For the moment, for the production pipeline execution, we can use only plain SQL (T-SQL).
So we need to get SQL Script, which does the same job as DBT RUN. A solution is to collect SQL statements DBT RUN issues. The additional requirement is that we want to have the Script packed into UDF (T-SQL Stored Procedure).
The current solution to get the DBT pipeline SQL Script in UDF (T-SQL Stored Procedure):
- Launch SQL Server Profiler with SQL Batch Starting Event. https://docs.microsoft.com/en-us/sql/relational-databases/event-classes/sql-batchstarting-event-class
- Execute DBT RUN command (1 thread, SQL Server development environment with administrative rights).

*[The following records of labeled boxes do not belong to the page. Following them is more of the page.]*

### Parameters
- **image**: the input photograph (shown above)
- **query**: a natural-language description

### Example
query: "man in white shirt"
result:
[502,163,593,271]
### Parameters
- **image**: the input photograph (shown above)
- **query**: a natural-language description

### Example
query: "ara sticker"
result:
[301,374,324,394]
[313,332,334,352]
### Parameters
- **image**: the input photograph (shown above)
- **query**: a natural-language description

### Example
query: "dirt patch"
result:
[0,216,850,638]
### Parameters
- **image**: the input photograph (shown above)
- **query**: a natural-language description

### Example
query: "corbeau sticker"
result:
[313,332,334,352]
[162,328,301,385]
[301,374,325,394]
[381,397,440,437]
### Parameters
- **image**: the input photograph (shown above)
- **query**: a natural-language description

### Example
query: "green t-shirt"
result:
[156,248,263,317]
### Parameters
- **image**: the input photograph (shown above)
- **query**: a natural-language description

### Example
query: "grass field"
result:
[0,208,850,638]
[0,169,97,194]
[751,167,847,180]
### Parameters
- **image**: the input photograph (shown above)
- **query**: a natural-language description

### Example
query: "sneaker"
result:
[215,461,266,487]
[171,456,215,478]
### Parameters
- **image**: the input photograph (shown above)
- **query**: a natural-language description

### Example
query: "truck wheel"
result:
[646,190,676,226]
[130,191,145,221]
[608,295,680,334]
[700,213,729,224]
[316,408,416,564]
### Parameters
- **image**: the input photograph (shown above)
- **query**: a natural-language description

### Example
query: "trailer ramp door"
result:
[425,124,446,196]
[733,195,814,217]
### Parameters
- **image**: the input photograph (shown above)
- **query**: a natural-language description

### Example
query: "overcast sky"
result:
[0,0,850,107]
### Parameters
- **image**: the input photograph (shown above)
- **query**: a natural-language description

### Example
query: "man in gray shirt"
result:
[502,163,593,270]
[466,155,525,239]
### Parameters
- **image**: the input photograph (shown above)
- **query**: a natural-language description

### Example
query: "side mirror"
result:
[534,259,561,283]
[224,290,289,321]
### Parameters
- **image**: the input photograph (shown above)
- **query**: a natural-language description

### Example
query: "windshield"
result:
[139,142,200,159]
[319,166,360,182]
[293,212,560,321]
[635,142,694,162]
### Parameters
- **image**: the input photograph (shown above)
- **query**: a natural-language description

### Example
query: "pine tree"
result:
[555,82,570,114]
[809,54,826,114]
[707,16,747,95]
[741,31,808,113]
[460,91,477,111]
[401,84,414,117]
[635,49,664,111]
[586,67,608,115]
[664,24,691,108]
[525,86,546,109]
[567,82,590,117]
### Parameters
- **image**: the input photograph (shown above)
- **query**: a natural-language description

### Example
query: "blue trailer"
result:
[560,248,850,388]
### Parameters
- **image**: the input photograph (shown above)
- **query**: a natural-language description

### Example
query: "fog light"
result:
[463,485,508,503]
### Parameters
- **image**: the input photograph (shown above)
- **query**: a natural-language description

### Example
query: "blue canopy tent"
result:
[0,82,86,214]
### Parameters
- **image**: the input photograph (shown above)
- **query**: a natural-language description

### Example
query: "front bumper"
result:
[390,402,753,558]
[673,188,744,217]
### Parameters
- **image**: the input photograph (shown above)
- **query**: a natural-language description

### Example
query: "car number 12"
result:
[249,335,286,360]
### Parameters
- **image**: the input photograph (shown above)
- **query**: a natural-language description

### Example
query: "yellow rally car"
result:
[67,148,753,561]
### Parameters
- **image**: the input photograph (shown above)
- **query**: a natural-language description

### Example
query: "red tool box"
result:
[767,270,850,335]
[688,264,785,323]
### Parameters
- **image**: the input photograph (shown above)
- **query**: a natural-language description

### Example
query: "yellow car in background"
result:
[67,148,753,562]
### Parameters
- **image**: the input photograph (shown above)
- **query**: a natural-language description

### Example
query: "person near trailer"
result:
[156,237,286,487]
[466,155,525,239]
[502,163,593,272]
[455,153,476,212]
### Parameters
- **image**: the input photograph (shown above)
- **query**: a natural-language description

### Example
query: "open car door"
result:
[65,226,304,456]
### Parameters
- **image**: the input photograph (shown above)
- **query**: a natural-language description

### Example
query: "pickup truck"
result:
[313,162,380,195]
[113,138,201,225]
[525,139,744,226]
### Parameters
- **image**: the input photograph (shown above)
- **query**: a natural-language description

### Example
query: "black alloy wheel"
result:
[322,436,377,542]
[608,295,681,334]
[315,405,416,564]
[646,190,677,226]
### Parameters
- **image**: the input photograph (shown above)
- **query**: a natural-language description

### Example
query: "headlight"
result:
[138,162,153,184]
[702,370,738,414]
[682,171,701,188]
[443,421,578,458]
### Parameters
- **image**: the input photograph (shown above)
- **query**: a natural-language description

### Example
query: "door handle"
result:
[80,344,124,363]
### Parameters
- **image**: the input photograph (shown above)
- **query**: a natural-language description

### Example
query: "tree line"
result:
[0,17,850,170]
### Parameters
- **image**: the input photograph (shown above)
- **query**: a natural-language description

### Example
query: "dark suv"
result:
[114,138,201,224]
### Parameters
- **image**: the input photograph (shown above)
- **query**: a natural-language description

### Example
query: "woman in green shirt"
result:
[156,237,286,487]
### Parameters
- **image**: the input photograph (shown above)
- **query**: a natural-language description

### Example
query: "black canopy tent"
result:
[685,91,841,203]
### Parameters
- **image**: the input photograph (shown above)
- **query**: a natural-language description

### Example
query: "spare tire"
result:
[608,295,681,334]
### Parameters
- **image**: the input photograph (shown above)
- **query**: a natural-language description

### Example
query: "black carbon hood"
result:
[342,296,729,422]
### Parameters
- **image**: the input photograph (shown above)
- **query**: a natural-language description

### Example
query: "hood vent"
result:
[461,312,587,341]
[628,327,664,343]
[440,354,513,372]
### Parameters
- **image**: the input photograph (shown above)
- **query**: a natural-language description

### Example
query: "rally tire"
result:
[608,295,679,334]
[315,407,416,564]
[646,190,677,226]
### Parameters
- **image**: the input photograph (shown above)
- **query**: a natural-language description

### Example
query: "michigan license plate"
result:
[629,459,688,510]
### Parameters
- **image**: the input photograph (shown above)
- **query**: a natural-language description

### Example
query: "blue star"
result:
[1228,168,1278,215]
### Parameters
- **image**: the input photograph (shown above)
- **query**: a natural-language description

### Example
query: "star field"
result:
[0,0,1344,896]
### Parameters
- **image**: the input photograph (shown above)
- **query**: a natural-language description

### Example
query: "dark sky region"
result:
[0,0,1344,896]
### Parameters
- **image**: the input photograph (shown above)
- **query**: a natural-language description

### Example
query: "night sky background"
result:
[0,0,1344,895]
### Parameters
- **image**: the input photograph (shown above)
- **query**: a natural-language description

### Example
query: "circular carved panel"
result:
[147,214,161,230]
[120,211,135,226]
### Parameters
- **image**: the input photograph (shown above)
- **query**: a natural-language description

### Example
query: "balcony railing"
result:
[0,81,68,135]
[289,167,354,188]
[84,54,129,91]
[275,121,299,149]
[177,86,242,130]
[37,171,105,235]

- Export SQL Statements from the Profiler to a text file.
- Add dynamic invocation_id generation statement to the beginning of the Script (for https://github.com/fishtown-analytics/dbt-event-logging):
declare @invocation_id as uniqueidentifier = NEWID()
- Replace some statements in the Script:
5.1. “GO” with semicolon.
5.2. “COMMIT” with semicolon.
5.3. User name generated by https://github.com/fishtown-analytics/dbt-event-logging with
5.4 Fixed “invocation_id” with
- Remove UDFs creation statements. Using dbt to manage user defined functions
- Create UDF (T-SQL Stored Procedure) with the statements from the Script.
There is a number of downsides in the approach, like the loss of the multithreaded execution https://docs.getdbt.com/reference/commands/run/, the need for separate exceptions handling, etc.
Nevertheless, the solution still works pretty well, and to be more confident before going further in detailed tuning/automation, we are thinking about if there are more recommended approaches.
For example, it seems feasible to work with JSON log
to get the same DBT pipeline SQL Script via python.
Thanks in advance for the recommendations/thoughts on how it may be better to execute DBT pipeline via plain SQL.